Todo lo inventaron tus padres
No quería por nada del mundo convertirme en aquella persona que se pasa 20 años absorbiendo cultura y el resto de su vida regurgitándola en bares y redes sociales
La semana pasada, una agradable sobremesa fue interrumpida por uno de aquellos temas de conversación capaces de romper cualquier momento de paz y gozo: el FC Barcelona. Mi interlocutor, de treinta y pocos años y seguidor de ese club como servidor, afirmó sin pudor que, hasta la llegada de Messi, habíamos estado siempre en la mierda. Tengo por norma no discutir con gente que no estuviera en este mundo cuando lanzaron su disco de debut The Smiths y tampoco con quienes ya estuvieran entre los vivos cuando se estrenó El crepúsculo de los dioses. Es un mecanismo de defensa para no verse atrapado en un desajuste generacional sin apaño posible. Pero ese día, por el vino o porque hacía semanas que no me peleaba con nadie —hace un calor horrible en Madrid— decidí responder. La furia de la generación X cayó sobre ese joven. Le hablé de que mi abuelo recordaba a Kubala, de que Migueli era el favorito de mi abuela. De que, cuando nací, me llevaron al campo de entrenamiento del club para que Johan Cruyff me bendijera (mi madre guarda la foto). Le hablé incluso de Archibald y de Venables; del día de Wembley y la Sampdoria. Obviamente, todo le entró por un oído y le salió por el otro. Hasta que llegué a Rijkaard. Como aquello ya le sonaba, intervino concediendo al holandés cierto mérito. Al ver la puerta medio abierta, le recordé que sin el Barça entrenado por Cruyff, el de las cinco ligas, jamás hubiese existido el de Messi y Guardiola (entrenador). Fracaso. Me lo negó sin despeinarse. “Mira, chaval, el Barça de Guardiola es Oasis, pero el de Cruyff fue los Beatles”, sentencié, pensando que mi ataque de genio daría por finiquitada la disputa. “Prefiero Oasis”, respondió. Y me mató.
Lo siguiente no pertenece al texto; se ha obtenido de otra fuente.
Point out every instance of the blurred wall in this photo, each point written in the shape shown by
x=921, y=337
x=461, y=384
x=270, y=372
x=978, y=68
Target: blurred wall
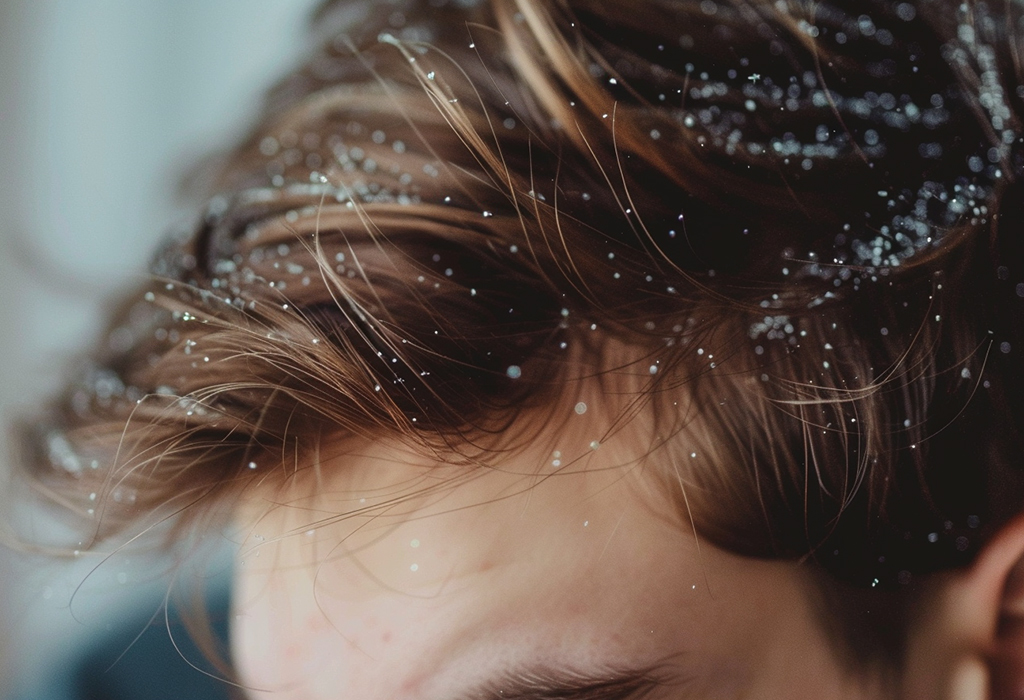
x=103, y=104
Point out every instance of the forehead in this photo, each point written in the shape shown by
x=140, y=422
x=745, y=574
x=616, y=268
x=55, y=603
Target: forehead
x=406, y=578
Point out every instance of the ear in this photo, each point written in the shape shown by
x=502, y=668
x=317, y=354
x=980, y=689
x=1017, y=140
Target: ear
x=968, y=643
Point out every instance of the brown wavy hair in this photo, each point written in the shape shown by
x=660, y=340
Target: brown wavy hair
x=794, y=224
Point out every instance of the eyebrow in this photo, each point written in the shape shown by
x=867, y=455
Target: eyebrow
x=548, y=684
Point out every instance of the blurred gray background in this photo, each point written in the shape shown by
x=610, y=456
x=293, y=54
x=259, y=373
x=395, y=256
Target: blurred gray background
x=103, y=105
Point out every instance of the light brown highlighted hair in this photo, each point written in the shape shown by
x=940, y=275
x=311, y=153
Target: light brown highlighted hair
x=801, y=220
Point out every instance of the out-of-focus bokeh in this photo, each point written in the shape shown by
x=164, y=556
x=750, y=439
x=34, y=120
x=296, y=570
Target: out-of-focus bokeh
x=103, y=106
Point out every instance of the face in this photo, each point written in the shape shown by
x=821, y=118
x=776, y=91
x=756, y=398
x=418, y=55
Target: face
x=542, y=576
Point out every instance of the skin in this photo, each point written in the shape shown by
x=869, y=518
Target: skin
x=436, y=580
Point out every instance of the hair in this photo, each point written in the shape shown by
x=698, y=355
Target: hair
x=795, y=225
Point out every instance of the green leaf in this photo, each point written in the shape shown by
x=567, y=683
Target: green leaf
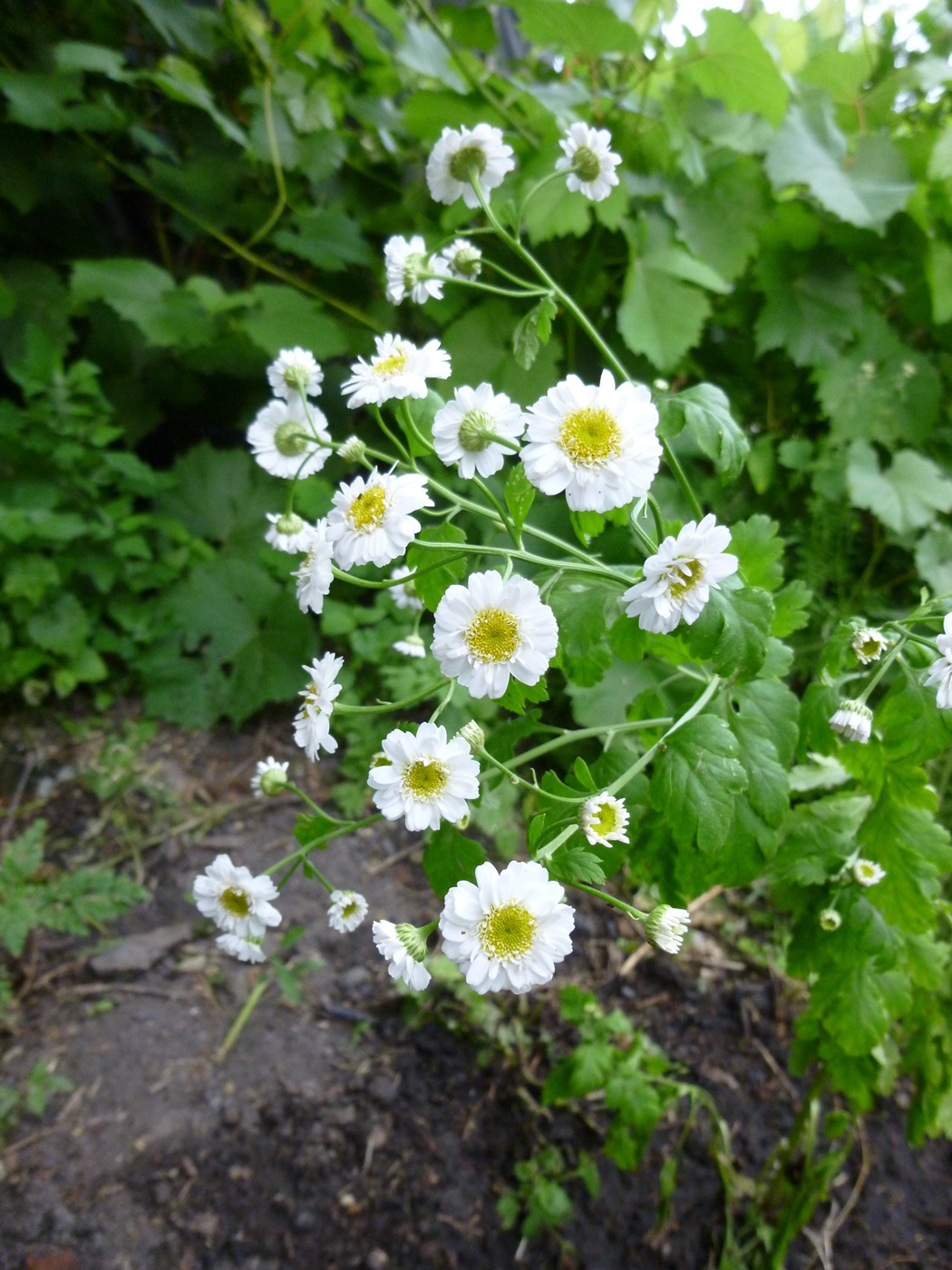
x=695, y=781
x=450, y=857
x=865, y=188
x=904, y=497
x=733, y=66
x=443, y=568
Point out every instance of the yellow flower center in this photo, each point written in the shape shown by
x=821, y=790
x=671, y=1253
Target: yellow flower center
x=492, y=635
x=368, y=510
x=687, y=574
x=507, y=931
x=425, y=778
x=590, y=437
x=393, y=365
x=237, y=902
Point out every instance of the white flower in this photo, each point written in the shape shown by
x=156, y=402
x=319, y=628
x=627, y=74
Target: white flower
x=510, y=930
x=295, y=371
x=371, y=523
x=244, y=948
x=410, y=647
x=469, y=152
x=286, y=442
x=678, y=580
x=665, y=927
x=589, y=161
x=235, y=901
x=425, y=778
x=491, y=629
x=316, y=573
x=869, y=645
x=403, y=962
x=348, y=908
x=941, y=670
x=403, y=594
x=853, y=720
x=406, y=267
x=463, y=258
x=867, y=873
x=313, y=720
x=288, y=532
x=269, y=777
x=463, y=429
x=597, y=444
x=399, y=370
x=603, y=819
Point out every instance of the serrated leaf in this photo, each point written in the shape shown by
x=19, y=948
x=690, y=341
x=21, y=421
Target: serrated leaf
x=695, y=781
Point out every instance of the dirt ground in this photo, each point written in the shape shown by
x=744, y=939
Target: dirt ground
x=352, y=1130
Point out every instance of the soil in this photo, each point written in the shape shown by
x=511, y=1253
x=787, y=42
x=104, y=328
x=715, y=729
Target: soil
x=355, y=1129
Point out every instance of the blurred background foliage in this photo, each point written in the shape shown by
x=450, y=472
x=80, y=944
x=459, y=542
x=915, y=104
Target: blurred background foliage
x=189, y=188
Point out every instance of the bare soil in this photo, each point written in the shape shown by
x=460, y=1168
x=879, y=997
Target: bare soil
x=355, y=1130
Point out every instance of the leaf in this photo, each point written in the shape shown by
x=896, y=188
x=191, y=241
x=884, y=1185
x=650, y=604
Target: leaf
x=904, y=497
x=450, y=857
x=443, y=568
x=695, y=781
x=865, y=190
x=735, y=67
x=520, y=495
x=708, y=418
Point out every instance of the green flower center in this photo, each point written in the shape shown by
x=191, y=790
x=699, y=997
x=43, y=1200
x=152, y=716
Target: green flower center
x=368, y=510
x=687, y=575
x=475, y=431
x=587, y=162
x=425, y=778
x=507, y=931
x=235, y=902
x=492, y=635
x=289, y=440
x=589, y=437
x=467, y=161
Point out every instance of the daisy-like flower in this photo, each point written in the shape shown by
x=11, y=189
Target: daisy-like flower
x=313, y=720
x=465, y=429
x=288, y=532
x=403, y=594
x=425, y=778
x=463, y=154
x=410, y=647
x=408, y=269
x=867, y=873
x=491, y=629
x=589, y=161
x=597, y=444
x=286, y=442
x=245, y=948
x=295, y=371
x=678, y=580
x=603, y=819
x=869, y=645
x=510, y=930
x=235, y=901
x=348, y=908
x=941, y=670
x=403, y=948
x=397, y=371
x=665, y=927
x=853, y=720
x=463, y=258
x=270, y=777
x=316, y=573
x=371, y=523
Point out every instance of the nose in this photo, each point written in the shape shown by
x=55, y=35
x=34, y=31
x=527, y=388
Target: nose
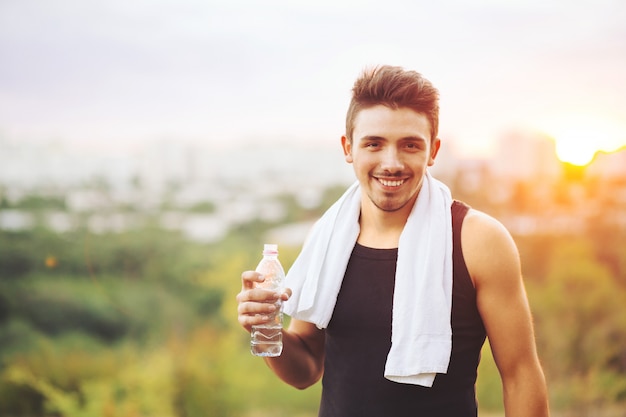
x=391, y=160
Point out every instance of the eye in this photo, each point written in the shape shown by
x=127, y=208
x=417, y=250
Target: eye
x=372, y=145
x=414, y=146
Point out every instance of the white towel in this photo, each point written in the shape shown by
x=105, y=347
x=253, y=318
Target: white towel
x=421, y=340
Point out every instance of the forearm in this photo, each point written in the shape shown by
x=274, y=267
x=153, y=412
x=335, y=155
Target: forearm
x=526, y=395
x=298, y=366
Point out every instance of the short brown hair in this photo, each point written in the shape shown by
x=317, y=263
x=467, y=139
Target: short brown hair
x=394, y=87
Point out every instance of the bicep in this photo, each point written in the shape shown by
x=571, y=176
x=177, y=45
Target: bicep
x=494, y=264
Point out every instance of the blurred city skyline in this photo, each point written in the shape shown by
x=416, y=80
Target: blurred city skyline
x=111, y=77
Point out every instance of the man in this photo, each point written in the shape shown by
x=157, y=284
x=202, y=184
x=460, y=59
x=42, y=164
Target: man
x=399, y=331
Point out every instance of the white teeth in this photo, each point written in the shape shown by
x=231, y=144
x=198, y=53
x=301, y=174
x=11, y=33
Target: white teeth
x=388, y=183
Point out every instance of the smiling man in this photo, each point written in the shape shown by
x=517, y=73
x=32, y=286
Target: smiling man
x=398, y=285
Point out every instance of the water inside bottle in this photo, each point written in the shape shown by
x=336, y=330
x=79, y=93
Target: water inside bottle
x=267, y=340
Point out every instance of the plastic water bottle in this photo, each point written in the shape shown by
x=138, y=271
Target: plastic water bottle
x=267, y=339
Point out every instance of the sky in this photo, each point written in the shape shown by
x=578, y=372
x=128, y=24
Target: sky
x=115, y=74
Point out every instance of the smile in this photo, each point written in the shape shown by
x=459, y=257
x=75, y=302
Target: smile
x=391, y=183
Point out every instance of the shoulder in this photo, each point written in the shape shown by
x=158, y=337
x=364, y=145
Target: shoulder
x=488, y=248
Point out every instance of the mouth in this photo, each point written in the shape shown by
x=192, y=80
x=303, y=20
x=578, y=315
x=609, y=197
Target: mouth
x=390, y=183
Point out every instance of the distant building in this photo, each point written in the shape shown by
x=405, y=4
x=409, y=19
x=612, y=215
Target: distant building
x=524, y=155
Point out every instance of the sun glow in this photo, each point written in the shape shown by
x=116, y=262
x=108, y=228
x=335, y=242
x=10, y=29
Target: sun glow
x=577, y=141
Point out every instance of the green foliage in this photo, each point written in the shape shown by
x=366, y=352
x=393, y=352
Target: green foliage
x=143, y=323
x=581, y=329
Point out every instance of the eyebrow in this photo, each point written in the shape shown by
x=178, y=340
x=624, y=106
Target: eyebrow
x=406, y=138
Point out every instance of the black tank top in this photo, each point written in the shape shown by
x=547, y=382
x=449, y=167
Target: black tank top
x=358, y=339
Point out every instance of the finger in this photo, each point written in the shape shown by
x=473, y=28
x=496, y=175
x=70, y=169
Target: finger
x=254, y=309
x=258, y=295
x=286, y=295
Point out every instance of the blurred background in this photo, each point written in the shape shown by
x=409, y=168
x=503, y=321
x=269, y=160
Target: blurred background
x=148, y=149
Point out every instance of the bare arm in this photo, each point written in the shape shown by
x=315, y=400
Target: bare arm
x=301, y=363
x=493, y=262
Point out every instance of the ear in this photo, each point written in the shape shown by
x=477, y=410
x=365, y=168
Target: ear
x=434, y=150
x=347, y=149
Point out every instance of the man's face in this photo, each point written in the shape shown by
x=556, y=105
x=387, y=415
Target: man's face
x=390, y=152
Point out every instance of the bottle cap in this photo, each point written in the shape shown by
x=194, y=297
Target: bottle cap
x=270, y=249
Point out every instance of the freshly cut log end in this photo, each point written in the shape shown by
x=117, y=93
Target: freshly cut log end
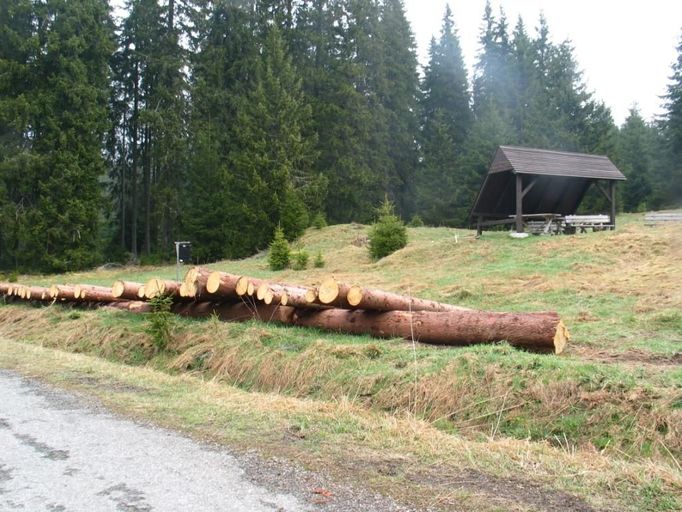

Le tuve que dar la razón. En parte, porque la tenía —aunque esto fuera irrelevante— y segundo porque, por un momento, me transporté a aquellos años de juventud en los que a mí y a gran parte de los nacidos en los setenta nos convencieron nuestros mayores de que todo lo bueno estaba ya hecho, que si lográbamos algo aprovechable nosotros sería gracias a lo conseguido por ellos antes. Desde el Estado del bienestar o la Transición hasta Bob Dylan, pasando por la saga de El padrino, Camus y Sartre. No quería por nada del mundo convertirme en aquella persona nacida el año en que estrenaron Extraños en un tren que se pasa 20 años absorbiendo cultura y el resto de su vida regurgitando esa cultura en conversaciones de bar y, desde hace unos años, también en Facebook y Twitter. Eso sí, frenar a tiempo requiere una contención casi tántrica, porque lo que te pide el cuerpo es venganza. Si a mí me convencieron de que me comprara discos de Jethro Tull o de que me leyera El lobo estepario, a ti te voy a dar la turra hasta que creas que necesitas urgentemente ponerte en Spotify a Supergrass y buscar en Filmin La ardilla roja. No lo hagan. Y no solo porque está feo, sino porque no les van a hacer ni caso. El continuo cultural se ha roto. Prima el adanismo. Y eso es muy malo para hoy, porque si conoces enemigos es muy complicado que sepas detectar amigos, pero muy bueno para mañana, cuando ya no quede nada, no se recuerde nada y haya que empezar de cero. Este dolor que hoy se siente en forma de canción de Omar Montes algún día será útil.